Reputation: 4592
In the below code, variable text
is not accessible in the findTextToDelete
function (it generates an error)
array = ['a', 'b', 'removeThis', 'c'];
removeText("removeThis");
function removeText(text) {
array.splice(array.findIndex(findTextToDelete),1);
}
function findTextToDelete(element) {
return element === text;
}
I am able to get around this by creating a global variable 'globalText':
var globalText = "";
array = ['a', 'b', 'removeThis', 'c'];
removeText("removeThis");
function removeText(text) {
globalText = text;
array.splice(array.findIndex(findTextToDelete),1);
}
function findTextToDelete(element) {
return element === globalText;
}
console.log(array)
However I am trying to understand why the first method does not work.
It seems there must be a better way to do this.
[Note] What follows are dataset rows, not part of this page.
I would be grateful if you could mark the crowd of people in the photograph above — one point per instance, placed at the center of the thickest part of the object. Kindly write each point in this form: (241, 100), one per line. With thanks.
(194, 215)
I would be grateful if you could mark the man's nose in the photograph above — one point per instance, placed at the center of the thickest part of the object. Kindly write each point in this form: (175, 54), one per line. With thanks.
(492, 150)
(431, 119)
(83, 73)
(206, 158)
Is there a way to pass 'text' into the callback function?
Any help would be appreciated.
Upvotes: 1
Views: 2210
Reputation: 386578
You could use a closure over text
for finding the element.
function removeText(text) {
array.splice(array.findIndex(findTextToDelete(text)), 1);
}
function findTextToDelete(text) {
return function (element) {
return element === text;
}
}
var array = ['a', 'b', 'removeThis', 'c'];
removeText("removeThis");
console.log(array)
Upvotes: 4
Reputation: 109005
Locals defined in one function are only available to other functions that are defined within the first function. The scope of locals defined in a function is limited to that function. This is generally known as lexical scoping. (Other languages have different rules, but lexical is common in imperative languages.)
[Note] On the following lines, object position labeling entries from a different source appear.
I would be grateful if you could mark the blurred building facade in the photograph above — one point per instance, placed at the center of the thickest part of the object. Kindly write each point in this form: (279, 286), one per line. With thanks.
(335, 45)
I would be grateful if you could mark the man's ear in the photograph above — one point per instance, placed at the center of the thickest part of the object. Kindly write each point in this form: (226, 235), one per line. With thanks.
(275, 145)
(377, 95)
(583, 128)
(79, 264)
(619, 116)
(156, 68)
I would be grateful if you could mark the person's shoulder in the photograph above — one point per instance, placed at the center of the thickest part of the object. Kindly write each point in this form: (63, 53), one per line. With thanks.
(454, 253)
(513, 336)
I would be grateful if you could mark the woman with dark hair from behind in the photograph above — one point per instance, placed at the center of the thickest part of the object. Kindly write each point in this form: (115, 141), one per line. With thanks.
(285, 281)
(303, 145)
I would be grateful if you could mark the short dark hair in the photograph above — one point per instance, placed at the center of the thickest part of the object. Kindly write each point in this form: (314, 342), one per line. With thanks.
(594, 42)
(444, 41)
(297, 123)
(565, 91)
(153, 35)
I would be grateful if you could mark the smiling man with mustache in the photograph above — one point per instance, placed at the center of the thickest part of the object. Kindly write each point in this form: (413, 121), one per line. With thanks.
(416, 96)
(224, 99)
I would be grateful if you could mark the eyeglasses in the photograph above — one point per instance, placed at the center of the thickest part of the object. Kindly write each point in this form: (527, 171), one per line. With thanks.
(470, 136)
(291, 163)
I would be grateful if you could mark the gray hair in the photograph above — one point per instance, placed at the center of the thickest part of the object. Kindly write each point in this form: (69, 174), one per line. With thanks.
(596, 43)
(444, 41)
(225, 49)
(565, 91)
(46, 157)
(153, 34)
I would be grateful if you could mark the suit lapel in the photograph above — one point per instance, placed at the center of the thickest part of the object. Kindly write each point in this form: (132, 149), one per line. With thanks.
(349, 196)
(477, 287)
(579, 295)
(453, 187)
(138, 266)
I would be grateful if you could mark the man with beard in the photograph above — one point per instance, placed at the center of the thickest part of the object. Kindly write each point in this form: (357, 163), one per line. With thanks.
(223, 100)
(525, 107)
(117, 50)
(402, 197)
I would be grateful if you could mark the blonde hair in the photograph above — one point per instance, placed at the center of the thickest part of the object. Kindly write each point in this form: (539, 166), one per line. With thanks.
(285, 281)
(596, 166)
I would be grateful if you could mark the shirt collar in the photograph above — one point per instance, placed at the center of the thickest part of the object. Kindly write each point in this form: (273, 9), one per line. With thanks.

So you need to define a function inside removeText
to access text
.
One way is to just use a function literal rather than a named function:
function removeText(text) {
globalText = text;
array.splice(array.findIndex(function (element) {
return element === globalText;
}, 1);
}
Another way is to forward the extra value:
function removeText(text) {
globalText = text;
array.splice(array.findIndex(function (el) { returnfindTextToDelete(el, text); }, 1);
}
function findTextToDelete(element, text) {
return element === globalText;
}
(If you're not stuck with backward compatibility then arrow functions make both easier to write.)